Mol Microbiol. 2017 Nov;106(3):409-418. doi: 10.1111/mmi.13774. Epub 2017 Sep 4.
We recently proposed a model for targeted, conservative cointegrate formation between DNA molecules each containing a copy of IS26, that involves Tnp26-catalyzed strand exchange occurring at either the two left ends or the two right ends of the IS. Here, this model was validated by altering the bases at the outer left terminus, right terminus or both termini of one IS26. The correct bases at both ends were required in the untargeted replicative mode. However, when only one end was altered in one participating IS the frequency of targeted, conservative cointegrate formation was not reduced. The distribution of the altered bases in the cointegrates confirmed that the reaction occurred at the end where the terminal bases of both IS were correct, and cointegrates were not formed when both ends of the same IS were altered. The terminal bases of the active IS26 were also required to support deletion of the aphA1a translocatable unit (TU) from Tn4352B. The choices made by an incoming TU with a wild-type IS26 when the target plasmid included one wild-type IS26 and one with a frameshift in tnp26 demonstrated that Tnp26 exhibits a strong preference for cis action.

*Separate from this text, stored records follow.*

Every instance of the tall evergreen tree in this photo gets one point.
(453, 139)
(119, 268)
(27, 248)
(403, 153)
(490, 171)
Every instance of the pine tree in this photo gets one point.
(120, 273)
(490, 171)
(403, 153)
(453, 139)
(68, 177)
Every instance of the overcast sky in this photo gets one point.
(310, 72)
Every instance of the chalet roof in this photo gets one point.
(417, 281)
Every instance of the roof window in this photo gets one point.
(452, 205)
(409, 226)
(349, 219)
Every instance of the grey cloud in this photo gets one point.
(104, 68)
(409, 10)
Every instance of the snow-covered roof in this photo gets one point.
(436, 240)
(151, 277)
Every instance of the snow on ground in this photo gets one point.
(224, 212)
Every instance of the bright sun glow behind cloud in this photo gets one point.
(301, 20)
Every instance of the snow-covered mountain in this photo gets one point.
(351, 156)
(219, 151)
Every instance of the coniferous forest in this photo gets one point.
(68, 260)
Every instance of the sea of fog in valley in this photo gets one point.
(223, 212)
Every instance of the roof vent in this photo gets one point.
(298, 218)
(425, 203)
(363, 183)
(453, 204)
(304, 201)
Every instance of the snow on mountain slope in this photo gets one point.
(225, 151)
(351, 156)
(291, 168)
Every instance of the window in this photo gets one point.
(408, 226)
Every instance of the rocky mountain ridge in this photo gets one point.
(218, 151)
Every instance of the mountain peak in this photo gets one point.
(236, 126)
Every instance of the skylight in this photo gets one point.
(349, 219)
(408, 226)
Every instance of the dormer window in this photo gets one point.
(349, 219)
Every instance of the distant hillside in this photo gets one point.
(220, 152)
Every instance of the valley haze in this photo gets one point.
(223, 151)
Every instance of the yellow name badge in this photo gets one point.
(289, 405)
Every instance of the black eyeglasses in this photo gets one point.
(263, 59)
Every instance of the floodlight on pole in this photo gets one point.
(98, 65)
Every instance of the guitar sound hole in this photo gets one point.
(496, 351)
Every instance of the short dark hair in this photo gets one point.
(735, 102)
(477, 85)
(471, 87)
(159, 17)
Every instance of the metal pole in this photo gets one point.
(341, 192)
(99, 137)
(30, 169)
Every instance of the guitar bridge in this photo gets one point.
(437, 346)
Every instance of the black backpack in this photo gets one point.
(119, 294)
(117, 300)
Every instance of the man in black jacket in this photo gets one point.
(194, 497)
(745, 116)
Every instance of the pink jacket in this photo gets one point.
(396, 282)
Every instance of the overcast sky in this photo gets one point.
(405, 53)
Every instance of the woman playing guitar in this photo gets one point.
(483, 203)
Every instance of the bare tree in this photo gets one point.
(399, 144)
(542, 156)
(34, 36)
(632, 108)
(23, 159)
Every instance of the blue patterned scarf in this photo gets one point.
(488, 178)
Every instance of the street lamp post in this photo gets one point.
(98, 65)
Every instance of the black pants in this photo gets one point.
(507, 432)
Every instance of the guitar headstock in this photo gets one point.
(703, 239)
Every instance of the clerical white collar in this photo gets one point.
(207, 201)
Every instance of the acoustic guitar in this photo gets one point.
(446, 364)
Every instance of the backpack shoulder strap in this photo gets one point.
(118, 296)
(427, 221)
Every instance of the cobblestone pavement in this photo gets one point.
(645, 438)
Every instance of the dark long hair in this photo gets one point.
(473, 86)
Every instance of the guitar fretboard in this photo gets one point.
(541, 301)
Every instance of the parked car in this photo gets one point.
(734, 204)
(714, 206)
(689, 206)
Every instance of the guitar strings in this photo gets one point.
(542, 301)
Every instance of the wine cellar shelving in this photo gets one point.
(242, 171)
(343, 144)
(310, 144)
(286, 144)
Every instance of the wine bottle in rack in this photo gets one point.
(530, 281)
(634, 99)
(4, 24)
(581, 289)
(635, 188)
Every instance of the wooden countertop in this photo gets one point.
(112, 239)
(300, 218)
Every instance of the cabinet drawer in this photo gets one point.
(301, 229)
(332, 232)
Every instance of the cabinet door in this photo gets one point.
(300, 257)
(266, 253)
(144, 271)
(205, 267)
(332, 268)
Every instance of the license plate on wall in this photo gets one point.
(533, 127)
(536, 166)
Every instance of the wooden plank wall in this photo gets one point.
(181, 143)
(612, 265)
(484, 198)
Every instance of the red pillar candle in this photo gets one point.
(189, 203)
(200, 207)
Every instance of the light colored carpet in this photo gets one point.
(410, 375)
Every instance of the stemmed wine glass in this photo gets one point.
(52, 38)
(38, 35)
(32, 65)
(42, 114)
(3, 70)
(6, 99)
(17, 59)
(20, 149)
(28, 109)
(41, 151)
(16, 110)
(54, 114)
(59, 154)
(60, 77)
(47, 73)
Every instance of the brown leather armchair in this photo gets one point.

我们最近提出了一个模型,用于在每个都含有一份IS26拷贝的DNA分子之间进行靶向、保守的共整合体形成,该模型涉及由Tnp26催化的链交换,其发生在IS的两个左端或两个右端。在此,通过改变一个IS26的外左端、右端或两端的碱基,对该模型进行了验证。在非靶向复制模式下,两端都需要正确的碱基。然而,当参与的一个IS中只有一端被改变时,靶向、保守的共整合体形成频率并未降低。共整合体中改变碱基的分布证实,反应发生在两个IS的末端碱基都正确的一端,并且当同一个IS的两端都被改变时,不会形成共整合体。活性IS26的末端碱基对于支持从Tn4352B中删除aphA1a易位单元(TU)也是必需的。当目标质粒包含一个野生型IS26和一个在tnp26中发生移码的IS26时,带有野生型IS26的传入TU所做出的选择表明,Tnp26表现出强烈的顺式作用偏好。